Si la méthode adoptée pour la récolte des données n’est pas toujours totalement rigoureuse, l’utilisation de ces données et leur modélisation pour en permettre la compréhension peuvent être également sujettes à des biais d’interprétation. Ces biais d’interprétation des chiffres sont des procédés qui engendrent des erreurs dans les résultats d’ une étude. Ils tendent à produire une estimation différant systématiquement de la vraie valeur et pouvant entraîner une non validité des résultats. Les statistiques sont des matières très faillibles et en matière épidémiologique, les précautions d’usages requises pour leur manipulation font partie du b.a.-ba des cours sur le sujet en faculté (cf cours de l’Université de médecine de Grenoble Interprétation d’une enquête épidémiologique : Type d’enquête, notion de biais, causalité)

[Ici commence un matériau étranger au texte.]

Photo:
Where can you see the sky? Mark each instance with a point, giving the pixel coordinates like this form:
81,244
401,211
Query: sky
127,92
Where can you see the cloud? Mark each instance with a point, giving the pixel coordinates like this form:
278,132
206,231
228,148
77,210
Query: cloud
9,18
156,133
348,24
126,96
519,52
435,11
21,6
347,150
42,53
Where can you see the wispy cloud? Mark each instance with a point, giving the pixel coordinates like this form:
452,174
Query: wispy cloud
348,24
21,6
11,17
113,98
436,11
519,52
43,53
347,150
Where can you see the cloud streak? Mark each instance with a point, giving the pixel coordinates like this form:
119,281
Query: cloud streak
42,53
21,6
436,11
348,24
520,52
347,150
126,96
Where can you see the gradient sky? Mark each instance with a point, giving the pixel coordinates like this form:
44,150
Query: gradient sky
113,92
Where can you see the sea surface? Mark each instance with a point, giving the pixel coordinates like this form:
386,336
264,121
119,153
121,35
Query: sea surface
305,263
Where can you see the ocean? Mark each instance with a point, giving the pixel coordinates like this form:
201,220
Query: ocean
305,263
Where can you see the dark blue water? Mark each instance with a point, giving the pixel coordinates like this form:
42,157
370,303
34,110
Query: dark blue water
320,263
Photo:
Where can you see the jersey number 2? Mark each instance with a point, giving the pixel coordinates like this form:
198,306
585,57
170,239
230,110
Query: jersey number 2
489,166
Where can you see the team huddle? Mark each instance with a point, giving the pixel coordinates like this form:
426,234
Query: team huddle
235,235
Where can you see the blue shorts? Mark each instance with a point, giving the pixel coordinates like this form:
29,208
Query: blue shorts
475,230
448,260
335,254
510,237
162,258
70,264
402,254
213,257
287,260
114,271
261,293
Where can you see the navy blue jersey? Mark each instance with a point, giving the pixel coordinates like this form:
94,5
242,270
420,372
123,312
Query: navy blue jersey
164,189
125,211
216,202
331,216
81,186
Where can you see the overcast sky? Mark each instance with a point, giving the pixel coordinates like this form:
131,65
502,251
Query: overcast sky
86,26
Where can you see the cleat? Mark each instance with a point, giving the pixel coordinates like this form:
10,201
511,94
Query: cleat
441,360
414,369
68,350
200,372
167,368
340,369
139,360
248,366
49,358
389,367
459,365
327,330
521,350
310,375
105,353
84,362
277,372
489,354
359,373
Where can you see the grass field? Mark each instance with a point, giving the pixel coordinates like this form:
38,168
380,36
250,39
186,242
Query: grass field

  • Le biais de sélection : erreur lors de la sélection des sujets. Les sujets observés ne constituent pas un échantillon représentatif.
  • Le biais de classement : par exemple une erreur de classement entre « malades/non malades » ou entre « exposés/non exposés
  • Le biais de confusion ou de mesure est une erreur pouvant s’introduire dans la mesure des phénomènes pris en compte chez les sujets qui entrent dans l’étude (par exemple subjectivité de l’enquêteur qui sait s’il interroge le cas ou le témoin). Cet article du Monde souligne la difficulté de mesurer les sujets malades parmi les enfants et adolescents car “la consigne est de de ne collecter que les cas qui ont été prélevés et les cas hospitalisés : il y a donc un biais lié aux indications de prélèvement”.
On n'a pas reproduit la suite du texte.